Deliveries from this latest order of the Bavarian Nordic‘s Jynneos vaccine will begin arriving at the Strategic National Stockpile (SNS) later this year and will continue through early 2023 HHS said in a statement.

“We are working around-the-clock with public health officials in states and large metro areas to provide them with vaccines and treatments to respond to the current monkeypox outbreak,” said HHS Secretary Xavier Becerra. “This order of additional JYNNEOS vaccine will help us push out more vaccine quickly, knowing that we have more doses on the way in the coming months — and is only possible because of our longstanding investment in smallpox and monkeypox preparedness.”

The order announced today is in addition to the 500,000 doses of government-owned vaccine the company is producing in 2022 for use in the current response to monkeypox in the U.S and brings the total vaccine doses to be delivered in 2022 and 2023 to more than 4 million.

The company will produce these doses in liquid frozen form using vaccine already manufactured in bulk under an existing 10-year contract with the Biomedical Advanced Research and Development Authority, within the HHS Office of the Assistant Secretary for Preparedness and Response; that contract was part of ongoing national preparedness efforts against smallpox.

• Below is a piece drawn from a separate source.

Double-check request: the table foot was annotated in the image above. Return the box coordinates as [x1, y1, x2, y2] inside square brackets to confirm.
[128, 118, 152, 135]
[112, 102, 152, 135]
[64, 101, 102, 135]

“The medical countermeasures available to help respond to the current outbreak are the result of years of investment and planning made possible through the ongoing work between HHS and private industry,” said Gary Disbrow, director of the Biomedical Advanced Research and Development Authority. “We are pleased that we have been able to work with our partners at Bavarian Nordic to accelerate delivery of vaccines that can help keep people safe and stem the spread of the virus.”

BARDA supported the development of JYNNEOS, which is approved by the FDA to prevent smallpox and monkeypox. The U.S. government owns enough smallpox vaccine — JYNNEOS and ACAM2000 — to vaccinate millions of Americans, if needed.

As of June 24, ASPR’s SNS held approximately 65,000 doses of JYNNEOS in immediate inventory with delivery of an additional 300,000 doses in the coming days. On June 28, HHS announced that it would immediately make available 56,000 doses and soon after would make available 240,000 additional doses. The SNS also has more than 100 million doses of ACAM2000 which was developed with SNS support and is approved by FDA for use in preventing smallpox. The Centers for Disease Control and Prevention currently has an expanded access Investigational New Drug protocol which allows use of ACAM2000 for monkeypox.

In addition, the SNS has over 1.7 million treatment courses of the smallpox antiviral drug TPOXX, which was developed with BARDA support and can be used to treat individuals with monkeypox under an appropriate regulatory mechanism. CDC currently has an expanded access Investigational New Drug protocol which allows its use for monkeypox.

As of June 29, the CDC has received reports of approximately 350 cases of monkeypox in the U.S., primarily among men who have sex with men.